Au nez le Gewurztraminer a beaucoup de mal à s’exprimer.

-Le Gewurztraminer enrobe totalement le Sainte-Maure-de-Touraine. En début de bouche le Pinot Gris couvre le gout du Sainte-Maure-de-Touraine, mais par contre en fin de bouche c’est une explosion.

-Le Comté plutôt avec le Gewurztraminer, le Pinot Gris ne met pas en valeur le comté.

-La Fourme d’Ambert se marie très bien avec le Pinot Gris, avec le Gewurztraminer on a une impression de pétillement et une amertume en fin de bouche.

-Avec le Munster le Gewurztraminer reste une valeur sûre.

-Avec le Munster fumé le Pinot Gris fait exploser les arômes de fumée, par contre le Gewurztraminer a tendance à étouffer le coté fumé du Munster mais cela reste plus équilibré et surtout cela accentue la structure onctueuse du Munster.

Résultat, cette expérience prouve que vous ne pouvez pas faire une assiette de fromage avec un seul vin.

Nous terminons par une Surprise chocolat-orange aux poivres du Sichuan, servit avec un Gewurztraminer Lieu-Dit Orschwillerbourg « Vendanges du Solstice » 2016.

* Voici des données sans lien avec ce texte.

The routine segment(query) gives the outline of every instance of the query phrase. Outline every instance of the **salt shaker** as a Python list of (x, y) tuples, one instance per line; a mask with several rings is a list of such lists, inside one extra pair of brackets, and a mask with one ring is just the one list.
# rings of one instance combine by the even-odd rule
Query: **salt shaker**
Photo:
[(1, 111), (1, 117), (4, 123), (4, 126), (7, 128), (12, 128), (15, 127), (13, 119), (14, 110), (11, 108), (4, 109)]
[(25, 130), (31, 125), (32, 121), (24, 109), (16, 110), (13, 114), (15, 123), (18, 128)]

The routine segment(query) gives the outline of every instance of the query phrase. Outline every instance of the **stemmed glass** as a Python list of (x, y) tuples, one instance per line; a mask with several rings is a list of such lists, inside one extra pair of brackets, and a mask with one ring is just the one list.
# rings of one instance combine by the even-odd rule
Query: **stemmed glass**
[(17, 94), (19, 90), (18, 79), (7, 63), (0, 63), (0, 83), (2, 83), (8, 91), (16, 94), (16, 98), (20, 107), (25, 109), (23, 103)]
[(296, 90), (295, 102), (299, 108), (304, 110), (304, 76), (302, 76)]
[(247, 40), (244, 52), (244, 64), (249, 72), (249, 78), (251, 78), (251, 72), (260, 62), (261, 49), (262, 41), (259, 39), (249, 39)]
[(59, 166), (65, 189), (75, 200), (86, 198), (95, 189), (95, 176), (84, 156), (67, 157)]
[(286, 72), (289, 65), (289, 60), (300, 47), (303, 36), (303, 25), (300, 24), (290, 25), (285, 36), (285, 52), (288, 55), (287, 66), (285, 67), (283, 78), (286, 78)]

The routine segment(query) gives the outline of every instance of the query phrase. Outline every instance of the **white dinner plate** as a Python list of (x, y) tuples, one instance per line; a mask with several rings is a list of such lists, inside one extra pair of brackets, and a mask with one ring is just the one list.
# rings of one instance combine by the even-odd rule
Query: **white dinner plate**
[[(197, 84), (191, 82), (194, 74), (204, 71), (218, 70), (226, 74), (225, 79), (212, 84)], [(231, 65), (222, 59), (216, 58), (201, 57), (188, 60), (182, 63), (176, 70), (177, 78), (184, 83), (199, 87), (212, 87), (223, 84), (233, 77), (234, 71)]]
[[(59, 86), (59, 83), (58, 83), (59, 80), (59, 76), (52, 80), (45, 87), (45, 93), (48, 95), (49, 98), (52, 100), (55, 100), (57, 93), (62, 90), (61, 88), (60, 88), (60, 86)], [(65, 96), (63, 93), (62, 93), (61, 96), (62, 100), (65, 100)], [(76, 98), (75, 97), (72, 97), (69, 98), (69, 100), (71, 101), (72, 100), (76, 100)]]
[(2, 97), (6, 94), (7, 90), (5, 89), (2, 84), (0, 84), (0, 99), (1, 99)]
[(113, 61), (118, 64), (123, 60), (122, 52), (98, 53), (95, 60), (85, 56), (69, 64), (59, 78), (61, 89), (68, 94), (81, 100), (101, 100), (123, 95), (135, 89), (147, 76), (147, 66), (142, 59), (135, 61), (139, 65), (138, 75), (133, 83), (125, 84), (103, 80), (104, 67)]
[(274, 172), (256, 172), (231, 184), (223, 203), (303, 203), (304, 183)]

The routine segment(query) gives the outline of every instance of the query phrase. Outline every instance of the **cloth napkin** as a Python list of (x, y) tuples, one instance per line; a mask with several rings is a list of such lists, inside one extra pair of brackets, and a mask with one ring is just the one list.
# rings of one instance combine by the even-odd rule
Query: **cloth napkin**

Le dessert est très beau et bon, il est surprenant de constater que le Gewurztraminer tient le coup face à la puissance du chocolat. Le Gewurztraminer a même tendance à supplanter le dessert grâce à son acidité et un résiduel énorme en sucre.

Cette soirée a attiré plus d’une cinquantaine de convives, et au vue des assiettes et verres vides, ils ont apprécié cette soirée. Il faut reconnaitre que Claude et Victor avaient fait  les choses de manière à surprendre les invités avec des accords mets/vins pas forcement convenus.

 

En conclusion

Une soirée très réussie qui se situe au top 10 des expériences culinaires que nous avons eu l’occasion de vivre. Tout y est : des produits de qualité, des vins jeunes mais très prometteurs et des associations vins/mets toujours justes.

Vous l’avez compris, nous avons passé une excellente soirée…. vivement la prochaine.